ON THIS DAY: Saturday, Nov. 23, 1861

“Life with ‘Old Brains’”

Badly rattled by the pressures of command in Kentucky, Brig. Gen. William Tecumseh Sherman reports to the headquarters of the Department of the Missouri in St. Louis. The department commander, Maj. Gen. Henry W. Halleck (shown above), gives Sherman a position on his headquarters staff.

Now Halleck has under his orders two relatively unknown officers with unknown futures: Brig. Gen. Ulysses S. Grant, commander of the District of Southeast Missouri, and Sherman. How will he use these men?

Halleck is a smart man.

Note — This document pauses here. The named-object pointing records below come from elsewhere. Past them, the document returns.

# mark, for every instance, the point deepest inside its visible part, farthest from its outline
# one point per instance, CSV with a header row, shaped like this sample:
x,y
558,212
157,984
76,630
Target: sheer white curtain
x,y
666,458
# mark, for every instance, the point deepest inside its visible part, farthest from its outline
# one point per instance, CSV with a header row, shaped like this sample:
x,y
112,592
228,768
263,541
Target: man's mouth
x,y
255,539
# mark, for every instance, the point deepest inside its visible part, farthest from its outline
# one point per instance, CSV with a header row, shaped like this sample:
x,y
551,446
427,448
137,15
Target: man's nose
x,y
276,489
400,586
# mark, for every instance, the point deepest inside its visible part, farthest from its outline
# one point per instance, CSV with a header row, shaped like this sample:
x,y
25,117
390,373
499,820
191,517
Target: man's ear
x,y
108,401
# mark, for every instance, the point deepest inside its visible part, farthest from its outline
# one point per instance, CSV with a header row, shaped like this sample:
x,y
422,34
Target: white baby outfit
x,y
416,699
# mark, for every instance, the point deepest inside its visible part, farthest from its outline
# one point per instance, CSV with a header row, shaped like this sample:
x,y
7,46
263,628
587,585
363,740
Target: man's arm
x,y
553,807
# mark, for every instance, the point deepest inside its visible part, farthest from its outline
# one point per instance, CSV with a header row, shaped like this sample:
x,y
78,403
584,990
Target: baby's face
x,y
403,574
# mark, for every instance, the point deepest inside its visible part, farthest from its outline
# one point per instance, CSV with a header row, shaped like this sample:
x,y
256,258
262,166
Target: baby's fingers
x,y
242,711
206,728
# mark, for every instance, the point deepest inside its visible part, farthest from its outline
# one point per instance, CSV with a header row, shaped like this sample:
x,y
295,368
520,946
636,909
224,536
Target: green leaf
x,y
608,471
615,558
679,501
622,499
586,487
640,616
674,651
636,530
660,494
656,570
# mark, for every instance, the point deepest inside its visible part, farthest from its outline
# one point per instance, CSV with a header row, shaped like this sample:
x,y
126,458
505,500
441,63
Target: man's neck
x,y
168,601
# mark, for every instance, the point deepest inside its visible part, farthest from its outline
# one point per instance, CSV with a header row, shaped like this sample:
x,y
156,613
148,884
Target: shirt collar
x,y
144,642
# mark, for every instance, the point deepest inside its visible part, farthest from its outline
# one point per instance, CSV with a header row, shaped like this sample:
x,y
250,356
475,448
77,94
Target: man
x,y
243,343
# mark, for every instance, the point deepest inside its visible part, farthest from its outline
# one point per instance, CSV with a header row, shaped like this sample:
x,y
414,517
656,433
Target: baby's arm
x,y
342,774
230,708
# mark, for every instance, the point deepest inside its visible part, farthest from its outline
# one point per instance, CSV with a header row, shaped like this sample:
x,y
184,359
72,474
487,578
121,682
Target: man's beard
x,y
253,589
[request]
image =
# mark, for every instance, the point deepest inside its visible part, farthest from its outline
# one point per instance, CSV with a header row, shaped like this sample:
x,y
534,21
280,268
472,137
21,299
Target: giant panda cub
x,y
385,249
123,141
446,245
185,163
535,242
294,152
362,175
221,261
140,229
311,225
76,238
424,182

He graduated third in his class at West Point and is the author of Military Art and Science. For his erudition, he is known throughout the Army as “Old Brains.” He is a skillful organizer and administrator, a man of paperwork and bureaucracy.

Like many other West Point graduates, Halleck retired from the calcified Army in the 1850s, discouraged by the limited opportunities for advancement. Originally from New York, he moved to California where he became a highly successful lawyer. With the outbreak of the Civil War, his reputed abilities won him a place on the Union military’s fast track, starting with a major generalship. Now he has a chance to put that book learning to work.

An old friend of Sherman’s, Halleck sympathizes with the frazzled Ohioan and promptly puts him in a “safe” staff position. Sherman’s first assignment: tour the state, count noses, and tell Halleck just how many soldiers he has, where they are, and how well equipped they seem to be. The job should not faze Sherman .

But it will, as Halleck will quickly learn.

>>> NOTE: Thanksgiving in 1861 will be observed next Thursday.